Box and violin plots summarise spread and potential outliers; violin also shows the density shape. Let’s compare by Group (e.g. Control vs Treatment).

fig, axes = plt.subplots(1, 2, figsize=(12, 4))
sns.boxplot(data=df, x='Group', y='Vitamin_D', ax=axes[0])
axes[0].set_title('Boxplot by Group')
axes[0].set_ylabel('Vitamin_D (µg)')

sns.violinplot(data=df, x='Group', y='Vitamin_D', inner='quartile', ax=axes[1])
axes[1].set_title('Violin by Group (with quartiles)')
axes[1].set_ylabel('Vitamin_D (µg)')

plt.tight_layout(); plt.show()

🌀 Normality Checks

Some methods (e.g., classic t-tests, OLS regression) assume approximate normality of residuals/variables. Always look at the data first: - Q–Q plots: compare quantiles of your data to a normal distribution. - Shapiro–Wilk test: formal test (sensitive with large n).

Learn more (click)

y = df['Vitamin_D'].dropna()

# Q–Q plot (raw)
plt.figure(figsize=(5,5))
sm.qqplot(y, line='s')
plt.title('Q–Q Plot (raw Vitamin_D)')
plt.show()

# Shapiro–Wilk
stat, p = shapiro(y)
print(f'Shapiro–Wilk (raw): statistic={stat:.3f}, p={p:.3g}')
print('Interpretation: p<0.05 → reject normality; p≥0.05 → normality plausible.')

Log Transform (and Q–Q side-by-side)

Right-skewed data often benefits from a log transform. If zeros are possible, add a small constant ε or shift the data. Here we’ll add a small ε safely.

eps = 1e-6
y_log = np.log(y + eps)

fig, axes = plt.subplots(1, 2, figsize=(10, 5))
sm.qqplot(y, line='s', ax=axes[0])
axes[0].set_title('Q–Q: raw Vitamin_D')
sm.qqplot(y_log, line='s', ax=axes[1])
axes[1].set_title('Q–Q: log(Vitamin_D)')
plt.tight_layout(); plt.show()

stat_l, p_l = shapiro(y_log)
print(f'Shapiro–Wilk (log): statistic={stat_l:.3f}, p={p_l:.3g}')

🔗 (Teaser) A Single Scatter with Regression

Full multivariate exploration (pair plots, heatmaps) is in 4.2 EDA. Here we just preview a scatter with a regression line. If Time is numeric, compare raw vs log(Vitamin_D).

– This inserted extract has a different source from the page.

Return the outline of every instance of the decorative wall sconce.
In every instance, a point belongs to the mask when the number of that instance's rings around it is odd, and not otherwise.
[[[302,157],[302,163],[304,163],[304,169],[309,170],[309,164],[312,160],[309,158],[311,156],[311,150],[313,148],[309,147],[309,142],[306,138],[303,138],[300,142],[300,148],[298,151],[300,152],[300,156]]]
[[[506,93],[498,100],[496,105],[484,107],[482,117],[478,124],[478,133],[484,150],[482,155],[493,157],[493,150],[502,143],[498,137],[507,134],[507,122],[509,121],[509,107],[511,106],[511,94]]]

if 'Time' in df.columns and np.issubdtype(df['Time'].dtype, np.number):
    fig, axes = plt.subplots(1, 2, figsize=(12, 4))
    sns.regplot(data=df, x='Time', y='Vitamin_D', ax=axes[0])
    axes[0].set_title('Scatter (raw) with regression')
    axes[0].set_ylabel('Vitamin_D (µg)')

    sns.regplot(data=df.assign(Vitamin_D_log=np.log(df['Vitamin_D'] + 1e-6)),
                x='Time', y='Vitamin_D_log', ax=axes[1])
    axes[1].set_title('Scatter (log Vitamin_D) with regression')
    axes[1].set_ylabel('log Vitamin_D')
    plt.tight_layout(); plt.show()
else:
    print('No numeric Time variable found for scatter comparison. See 4.2 for broader EDA.')

🧪 Exercises

Plot histograms (or KDEs) of Vitamin_D by Group (use hue='Group'). Describe differences.
Produce Q–Q plots (raw vs log) for Vitamin_D. Which is closer to normal?
Use box/violin plots to compare Group distributions and comment on outliers.

👉 Next: 4.2 EDA — full workflow (profile, missingness, grouped summaries, pair plots, heatmaps, outliers).

✅ Conclusion

You characterised distributions, compared groups, inspected normality, and saw how log transforms clarify structure. Multivariate relationships and correlation overviews live in 4.2.